To our knowledge, no studies have evaluated the relationship between exhaled CO level and NLR and PLR in the literature. However, there are few studies conducted with a patient group with CO intoxication. In these studies, the NLR value was statistically significantly higher in patients presenting with CO intoxication than the control group, and no relationship was found with PLR29.

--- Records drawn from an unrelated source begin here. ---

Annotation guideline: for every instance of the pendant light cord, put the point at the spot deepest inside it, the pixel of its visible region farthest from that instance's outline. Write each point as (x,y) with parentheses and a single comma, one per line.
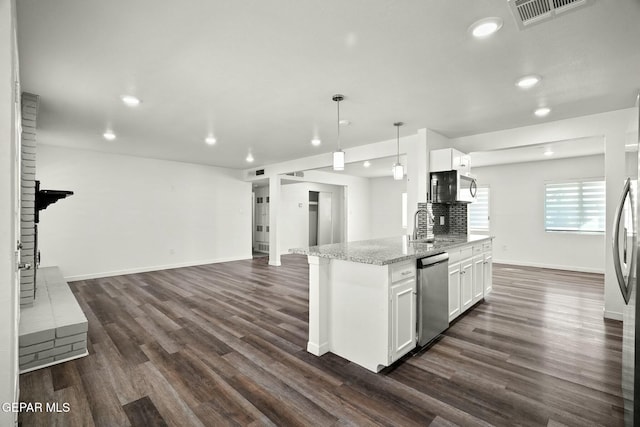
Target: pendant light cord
(338,102)
(398,128)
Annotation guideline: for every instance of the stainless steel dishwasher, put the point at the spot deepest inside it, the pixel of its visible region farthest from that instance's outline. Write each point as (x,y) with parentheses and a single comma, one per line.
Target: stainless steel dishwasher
(433,297)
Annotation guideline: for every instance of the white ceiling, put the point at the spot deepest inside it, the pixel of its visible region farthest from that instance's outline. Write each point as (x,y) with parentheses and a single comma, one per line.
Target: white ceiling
(377,167)
(531,153)
(260,74)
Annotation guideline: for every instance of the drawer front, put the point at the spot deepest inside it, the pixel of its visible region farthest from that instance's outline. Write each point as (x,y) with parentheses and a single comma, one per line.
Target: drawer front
(401,271)
(466,252)
(454,255)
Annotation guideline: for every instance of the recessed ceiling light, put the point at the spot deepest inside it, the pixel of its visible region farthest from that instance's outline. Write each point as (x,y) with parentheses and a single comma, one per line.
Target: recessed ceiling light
(528,82)
(130,100)
(542,112)
(485,27)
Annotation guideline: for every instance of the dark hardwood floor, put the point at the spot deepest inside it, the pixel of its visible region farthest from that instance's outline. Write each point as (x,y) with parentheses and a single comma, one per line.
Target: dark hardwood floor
(224,344)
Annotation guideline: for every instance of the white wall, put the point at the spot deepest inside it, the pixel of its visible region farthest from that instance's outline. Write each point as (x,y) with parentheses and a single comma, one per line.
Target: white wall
(131,214)
(356,190)
(295,218)
(8,188)
(385,205)
(517,215)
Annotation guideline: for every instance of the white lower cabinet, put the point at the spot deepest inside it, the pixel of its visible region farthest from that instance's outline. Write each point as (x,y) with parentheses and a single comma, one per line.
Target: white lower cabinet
(478,278)
(470,270)
(403,318)
(371,312)
(454,291)
(466,284)
(488,273)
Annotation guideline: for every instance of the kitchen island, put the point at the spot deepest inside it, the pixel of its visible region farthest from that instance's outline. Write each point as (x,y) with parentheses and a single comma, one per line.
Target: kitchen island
(362,295)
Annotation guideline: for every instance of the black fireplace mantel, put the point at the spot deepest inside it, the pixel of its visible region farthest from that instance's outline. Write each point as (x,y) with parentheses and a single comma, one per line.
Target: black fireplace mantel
(46,197)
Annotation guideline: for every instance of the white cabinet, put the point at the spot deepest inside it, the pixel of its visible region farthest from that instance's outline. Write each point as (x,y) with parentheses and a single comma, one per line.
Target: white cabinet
(488,273)
(370,311)
(403,318)
(448,159)
(470,270)
(478,277)
(466,284)
(454,291)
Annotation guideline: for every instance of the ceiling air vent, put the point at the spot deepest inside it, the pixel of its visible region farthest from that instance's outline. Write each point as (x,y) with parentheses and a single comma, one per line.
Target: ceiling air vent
(298,174)
(529,12)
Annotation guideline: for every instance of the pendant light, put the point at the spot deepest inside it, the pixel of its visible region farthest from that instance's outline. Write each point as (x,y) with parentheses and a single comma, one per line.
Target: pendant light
(338,155)
(398,169)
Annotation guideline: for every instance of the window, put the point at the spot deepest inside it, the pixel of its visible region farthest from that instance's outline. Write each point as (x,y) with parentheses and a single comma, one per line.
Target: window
(404,210)
(575,206)
(479,211)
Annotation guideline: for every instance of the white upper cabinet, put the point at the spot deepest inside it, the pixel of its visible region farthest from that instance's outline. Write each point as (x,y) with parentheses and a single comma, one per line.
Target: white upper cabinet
(448,159)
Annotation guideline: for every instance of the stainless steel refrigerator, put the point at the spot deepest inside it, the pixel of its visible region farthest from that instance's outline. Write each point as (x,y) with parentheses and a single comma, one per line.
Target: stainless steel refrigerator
(626,259)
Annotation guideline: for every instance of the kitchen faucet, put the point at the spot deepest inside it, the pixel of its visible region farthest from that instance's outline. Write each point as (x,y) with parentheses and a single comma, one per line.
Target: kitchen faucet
(430,221)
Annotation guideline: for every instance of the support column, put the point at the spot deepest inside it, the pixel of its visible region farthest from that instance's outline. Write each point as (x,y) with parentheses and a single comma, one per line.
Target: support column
(318,305)
(274,207)
(417,171)
(615,175)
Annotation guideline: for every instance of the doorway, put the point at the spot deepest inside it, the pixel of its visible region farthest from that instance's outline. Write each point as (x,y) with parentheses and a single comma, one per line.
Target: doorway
(320,218)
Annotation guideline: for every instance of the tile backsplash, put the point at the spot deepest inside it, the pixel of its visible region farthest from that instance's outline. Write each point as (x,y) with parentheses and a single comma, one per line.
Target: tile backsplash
(455,218)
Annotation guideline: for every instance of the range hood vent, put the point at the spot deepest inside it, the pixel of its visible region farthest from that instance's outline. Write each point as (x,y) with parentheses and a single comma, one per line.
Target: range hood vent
(529,12)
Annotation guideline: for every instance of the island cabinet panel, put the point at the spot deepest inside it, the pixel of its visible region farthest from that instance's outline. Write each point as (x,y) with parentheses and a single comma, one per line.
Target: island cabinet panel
(466,284)
(371,319)
(403,319)
(454,290)
(488,273)
(478,277)
(363,295)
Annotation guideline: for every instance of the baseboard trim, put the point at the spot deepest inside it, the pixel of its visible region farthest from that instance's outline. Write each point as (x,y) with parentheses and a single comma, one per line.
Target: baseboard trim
(152,268)
(613,315)
(317,349)
(552,266)
(56,362)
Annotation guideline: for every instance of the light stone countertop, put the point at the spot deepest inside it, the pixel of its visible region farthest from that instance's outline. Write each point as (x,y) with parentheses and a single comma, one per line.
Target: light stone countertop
(389,250)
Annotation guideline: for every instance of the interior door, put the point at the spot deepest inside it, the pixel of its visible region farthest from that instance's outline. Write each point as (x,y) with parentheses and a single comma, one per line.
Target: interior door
(325,218)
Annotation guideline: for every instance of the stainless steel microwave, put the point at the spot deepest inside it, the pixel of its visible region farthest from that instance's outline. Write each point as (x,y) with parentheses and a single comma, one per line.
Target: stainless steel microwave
(453,187)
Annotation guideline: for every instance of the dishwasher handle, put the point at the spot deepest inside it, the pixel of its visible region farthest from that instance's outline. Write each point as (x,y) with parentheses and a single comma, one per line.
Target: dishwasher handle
(432,260)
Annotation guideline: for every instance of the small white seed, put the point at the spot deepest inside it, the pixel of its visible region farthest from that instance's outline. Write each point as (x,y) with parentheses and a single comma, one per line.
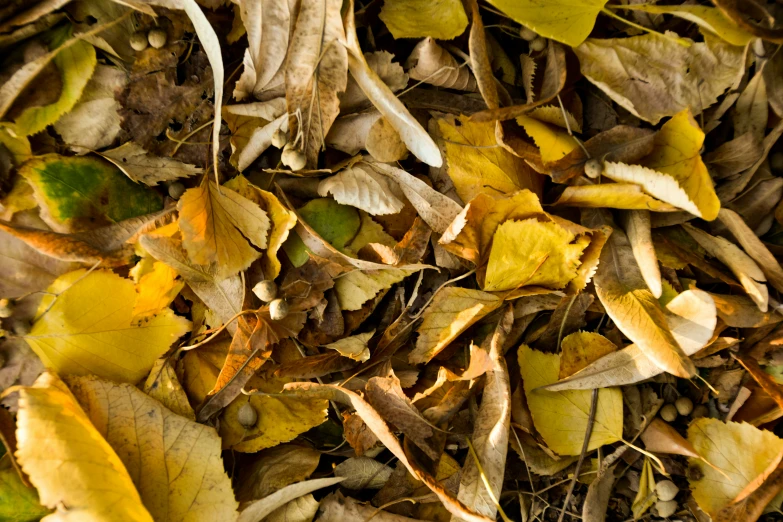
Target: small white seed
(157,37)
(138,41)
(265,290)
(247,416)
(666,490)
(593,168)
(539,44)
(666,508)
(684,406)
(6,308)
(176,190)
(527,34)
(668,413)
(279,138)
(293,159)
(278,309)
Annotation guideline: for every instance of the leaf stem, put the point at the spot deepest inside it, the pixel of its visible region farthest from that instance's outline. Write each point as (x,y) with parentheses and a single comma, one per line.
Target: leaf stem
(677,40)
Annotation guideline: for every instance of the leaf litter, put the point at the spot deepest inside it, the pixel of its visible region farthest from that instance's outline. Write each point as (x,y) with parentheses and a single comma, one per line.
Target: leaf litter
(308,260)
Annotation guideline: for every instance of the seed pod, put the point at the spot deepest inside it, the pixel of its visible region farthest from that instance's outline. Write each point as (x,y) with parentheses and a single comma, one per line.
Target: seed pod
(684,406)
(279,138)
(537,45)
(247,416)
(593,168)
(666,490)
(6,308)
(157,37)
(668,413)
(666,508)
(138,41)
(176,190)
(293,158)
(527,34)
(265,290)
(278,309)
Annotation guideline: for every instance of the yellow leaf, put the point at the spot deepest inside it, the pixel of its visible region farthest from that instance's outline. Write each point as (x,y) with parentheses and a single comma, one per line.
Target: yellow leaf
(156,290)
(567,21)
(561,417)
(709,18)
(674,172)
(84,326)
(581,349)
(553,143)
(216,225)
(728,446)
(283,220)
(476,164)
(531,252)
(451,312)
(441,19)
(152,441)
(74,469)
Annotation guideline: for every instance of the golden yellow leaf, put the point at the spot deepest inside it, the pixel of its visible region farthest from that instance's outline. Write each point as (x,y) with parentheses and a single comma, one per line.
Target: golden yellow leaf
(451,312)
(476,164)
(216,225)
(152,441)
(441,19)
(561,417)
(554,143)
(74,469)
(156,290)
(674,171)
(282,221)
(532,252)
(569,22)
(726,445)
(84,326)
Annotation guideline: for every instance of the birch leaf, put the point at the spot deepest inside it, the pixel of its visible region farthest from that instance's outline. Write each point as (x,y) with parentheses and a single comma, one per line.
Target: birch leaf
(84,326)
(621,288)
(654,77)
(674,172)
(443,19)
(561,417)
(317,67)
(569,22)
(140,166)
(151,440)
(725,445)
(362,188)
(89,478)
(217,224)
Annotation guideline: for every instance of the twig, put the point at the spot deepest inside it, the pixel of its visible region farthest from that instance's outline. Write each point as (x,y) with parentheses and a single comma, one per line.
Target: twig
(585,444)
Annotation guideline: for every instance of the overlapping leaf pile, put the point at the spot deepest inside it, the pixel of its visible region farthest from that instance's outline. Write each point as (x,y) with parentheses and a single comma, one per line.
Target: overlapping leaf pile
(297,260)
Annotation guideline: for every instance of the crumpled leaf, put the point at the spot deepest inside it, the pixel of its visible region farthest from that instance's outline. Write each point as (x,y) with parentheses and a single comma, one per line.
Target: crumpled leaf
(217,224)
(561,417)
(83,325)
(151,440)
(654,77)
(81,193)
(674,172)
(444,20)
(140,166)
(88,478)
(725,445)
(569,22)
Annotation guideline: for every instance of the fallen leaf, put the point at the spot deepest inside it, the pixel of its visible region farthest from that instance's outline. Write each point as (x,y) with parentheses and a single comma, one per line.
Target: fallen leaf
(89,478)
(561,416)
(83,325)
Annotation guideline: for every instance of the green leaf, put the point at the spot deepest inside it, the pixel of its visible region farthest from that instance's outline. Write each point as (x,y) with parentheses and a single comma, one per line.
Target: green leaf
(567,21)
(81,193)
(76,64)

In our study, which is to our knowledge, one of the first evaluating the relationship between exhaled CO level and NLR and PLR, we found a significant relationship between the value of CO measured from expiratory air and NLR and PLR, and concluded that although it was not high enough to cause intoxication, regardless of the measurement technique, CO increased the risk of inflammation. The ELR and LMR are also known as novel systemic inflammatory markers. In previous studies, it has been shown that a high ELR and a low LMR are associated with several inflammatory conditions, malignancies and mortality31-33. A high ELR and a low LMR are also associated with smoking24. In the study of Çekici et al.24, which aimed to investigate the effects of smoking on inflammation through ELR and LMR, the ELR were significantly higher and the LMR was significantly lower in smokers than in non-smokers. The pack-years were positively correlated with the ELR and negatively correlated with the LMR. However, their values can be affected by many factors such as gender, age, as well as clinical conditions. The results of the study of Wang et al.34 conducted with Chinese healthy adults, showed that LMR in males was significantly lower than in females. Similar to Wang et al.34, Meng et al.35 found the LMR value to be significantly higher in women than in men. In our study, while there was no significant difference in terms of addiction levels and smoking characteristics with ELR, an inversely statistically significant difference was found between addiction levels, smoking characteristics and LMR values like Çekici et al.24 In our study, unlike Wang et al.34 and Meng et al.35, LMR values were found to be statistically significantly higher in males. We also found that the ELR values in men were statistically significantly lower. However, it is seen that there is not enough data in the literature regarding the evaluation of ELR values in terms of gender.

These results support the inverse relationship between smoking and LMR, which was determined in previous studies. They are also important in terms of showing the relationship between inflammation and smoking. But, in our opinion, literature data should be enriched by different and objective studies on these markers, especially ELR.

Limitations

Our study has several limitations. One of the limitations of this study is that a single measurement was done. Therefore, the cause of the relationship between addiction levels and NLR and PLR is unknown. Another limitation of the study is the short half-life of CO. Therefore, the measurement of exhaled CO is more related to recent exposure. In addition, although measurements of all participants were made at least 1 hour after smoking their last cigarette, we could not exclude the exposure of the participant to other, non-cigarette related CO sources. It should be noted that the measured exhaled CO level may be also affected by environmental tobacco exposure and/or non-cigarette CO sources.

CONCLUSIONS

This study found that NLR and PLR increased in smokers as the level of dependence and exhaled CO levels increased, similar to the relationship with the amount of consumption. It is thought that determining the increase in NLR and PLR, which are essential indicators in detecting subclinical inflammation, with smoking will provide preliminary information on the development of chronic diseases related to smoking in smokers.